In his first major remarks as America’s top diplomat, secretary of state John Kerry said that he was delivering the address in the United States rather than overseas “to underscore that, in today’s global world, there is no longer anything foreign about foreign policy.” He pointed to the issue of climate change as a key example of a shift in the nature of foreign policy caused by globalization; “No nation can stand alone” on the issue, he said.
Speaking at the University of Virginia in Charlottesville, Kerry argued that climate change poses a significant foreign-policy challenge to the United States and warned of rising seas, superstorms, and droughts. Kerry, who has previously voiced his support for an international agreement to combat climate change, also urged collective action to develop clean energy technologies.
This is not the first time Kerry has spoken about the magnitude of the threat posed by global warming. During his Cabinet confirmation hearing, he described climate change as a “life-threatening issue,” and argued in an August speech on the Senate floor that it presents a threat as dire as that posed by Iran’s effort to acquire nuclear weapons. “This issue is of as significant a level of importance because it affects life itself on the planet,” Kerry said.

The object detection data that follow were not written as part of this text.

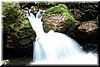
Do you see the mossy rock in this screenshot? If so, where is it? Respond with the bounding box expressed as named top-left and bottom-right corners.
top-left (46, 4), bottom-right (75, 22)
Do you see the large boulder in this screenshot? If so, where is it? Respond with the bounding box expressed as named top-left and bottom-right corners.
top-left (43, 14), bottom-right (74, 33)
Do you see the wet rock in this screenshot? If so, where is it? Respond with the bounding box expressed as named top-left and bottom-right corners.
top-left (76, 21), bottom-right (99, 52)
top-left (42, 14), bottom-right (75, 33)
top-left (78, 21), bottom-right (99, 35)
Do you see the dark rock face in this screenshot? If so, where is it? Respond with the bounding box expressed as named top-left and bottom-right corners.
top-left (43, 14), bottom-right (75, 33)
top-left (76, 21), bottom-right (99, 52)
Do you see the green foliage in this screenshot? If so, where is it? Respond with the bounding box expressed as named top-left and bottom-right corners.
top-left (2, 2), bottom-right (25, 31)
top-left (46, 4), bottom-right (75, 22)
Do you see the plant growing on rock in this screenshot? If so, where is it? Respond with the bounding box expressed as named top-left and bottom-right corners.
top-left (46, 4), bottom-right (75, 22)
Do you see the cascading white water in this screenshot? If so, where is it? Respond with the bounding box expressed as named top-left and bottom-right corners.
top-left (27, 11), bottom-right (98, 65)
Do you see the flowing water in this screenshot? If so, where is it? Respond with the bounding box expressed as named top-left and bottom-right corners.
top-left (27, 11), bottom-right (98, 65)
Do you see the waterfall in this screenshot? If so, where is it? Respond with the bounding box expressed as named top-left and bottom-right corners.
top-left (27, 11), bottom-right (98, 65)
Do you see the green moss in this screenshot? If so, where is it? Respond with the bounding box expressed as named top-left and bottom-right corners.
top-left (46, 4), bottom-right (75, 22)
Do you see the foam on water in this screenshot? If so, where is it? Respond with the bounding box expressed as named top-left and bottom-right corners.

The secretary of state also slammed Congress for generating public opposition to foreign aid and lamented that the State Department lacks a “Grover Norquist pushing a pledge to protect it.” “We don’t have millions of AARP seniors who send in their dues and rally to protect American investments overseas,” he said. He insisted that a diplomatic presence in the world is economically prescient: “Deploying diplomats today is much cheaper than deploying troops tomorrow.”